Ficou uma casa tida como mal assombrada, onde
ninguém mais foi morar e tinham medo dela se aproximar.
Meu
filho, ao ver a casa, metido, mas corajoso, entrou portando uma lanterninha de bolso, que carregava sempre
consigo, dirigindo-se até o fundo, dentro da rocha. La dentro, disse que
começou a sentiu arrepios, calafrios fortes, mas na hora, associou ao frio
reinante.
Sua mulher não quis entrar e ficou fora da
casa, junto com a guia.
Nesta hora ouviram um barulho, um forte grito vindo
do interior da casa, associado a gemidos.
Minha nora saiu correndo de medo e dizia:
—
Será que foi ele que gritou?
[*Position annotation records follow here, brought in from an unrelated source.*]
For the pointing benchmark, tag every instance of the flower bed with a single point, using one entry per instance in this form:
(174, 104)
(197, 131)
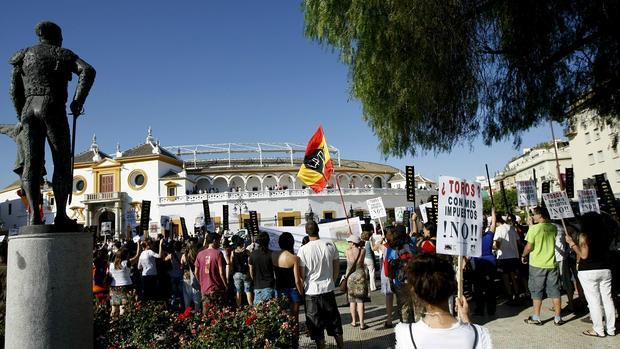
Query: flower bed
(150, 325)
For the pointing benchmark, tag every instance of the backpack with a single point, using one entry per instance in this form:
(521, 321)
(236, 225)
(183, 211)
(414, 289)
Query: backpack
(397, 264)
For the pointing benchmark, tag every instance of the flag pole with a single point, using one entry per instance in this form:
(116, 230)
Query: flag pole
(343, 205)
(557, 166)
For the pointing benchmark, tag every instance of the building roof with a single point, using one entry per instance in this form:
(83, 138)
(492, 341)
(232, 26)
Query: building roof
(87, 156)
(146, 150)
(278, 165)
Eu pedi para que ele não entrasse, mas foi teimoso!
E agora?
Não quiseram
entrar, nenhuma das duas!
A guia
também estremeceu, arrepiou-se, pegou seu celular, pediu ajuda, que disseram chegaria
em 30 minutos. Ficaram aguardando a uns 100 metros da casa branca e meu filho
não reaparecia. Será que ele esta
brincando? Quer nos assustar? Não pode ser! Pensava minha nora.
A guia, também medrosa, disse: - Bem que
eles falam que o demônio ronda por aqui e passou a habitar a casa desde a morte
do artesão. Eu nunca acreditei, mas...
Minha nora contou que foi a meia hora mais
comprida de sua vida. Chorava, gemia e era consolada pela guia, que por duas
vezes deu alguns passos à frente como se fosse entrar na casinha branca, mas
voltava, e correndo. Ambas estavam bem pálidas, bem ansiosas.
Chegou ao local, uma Van da polícia e dois
enfermeiros, que carregando uma maca penetraram na casa. Depois de uns 15
minutos, saíram carregando na maca, um corpo ensanguentado. Elas ficaram mais
tranquilas quando perceberam que ele se movia e tentava se comunicar.
Elas se aproximaram e olharam para ele,
meu filho, muito assustado. Disse que quando penetrou em um quarto dentro da
rocha, sentiu um empurrão e tombou. Bateu fortemente a cabeça, ficou muito
atordoado e não conseguia se levantar.
Os guardas disseram à guia que ele certamente
havia escorregado batendo a cabeça. No interior da rocha, devido à infiltração
de agua pelas pareces, forma-se um limo e o chão fica muito, muito escorregadio.
Ele continuava afirmando que alguém o havia empurrado. Vai saber!
Voltaram à capital e um dia antes da
partida, tiveram o grande desprazer de assistir a uma das comemorações mais
diabólicas, perversa, que nunca poderia acontecer nestas ilhas.
No litoral, reuniram-se dezenas de jovens armados
de lanças, facões, foices, anzóis gigantes, cercaram os golfinhos fazendo com
que se dirigissem à parte rasa da praia, onde começou uma mortandade violenta
dos animais indefesos.
Os jovens cortavam os golfinhos, expondo suas
vísceras, deixando aquele pedaço de mar completamente vermelho de sangue. Pura
maldade com aqueles animais inteligentes que vão à praia para brincar e se
comunicar com os ¨seres humanos¨.
Esta
¨festa ¨é uma tradição na ilha onde os jovens assim procedem, para mostrarem
que chegaram à idade adulta, que agora são maiores, são homens! Matam os Golfinhos
Calderon, lentamente.
Quando meu filho e nora viram esta cena deplorável,
tiveram vontade vomitar, de interceder pelos golfinhos, mas foram retirados
pela guia.
Excetuando o acidente, em que ele feriu seu occiput, ficaram maravilhados com as
ilhas Feroé, mas extremamente decepcionados com a aquela matança. Souberam também
que os pescadores das ilhas, matam mais de 600 baleias por ano.
Penso: “Como
pode um povo tão culto, tranquilo, cometer essa barbaridade? Absurdo!
Merecem o que a natureza lhes deu?
Talvez
mereçam aquele sacana do Diabo que me empurrou!”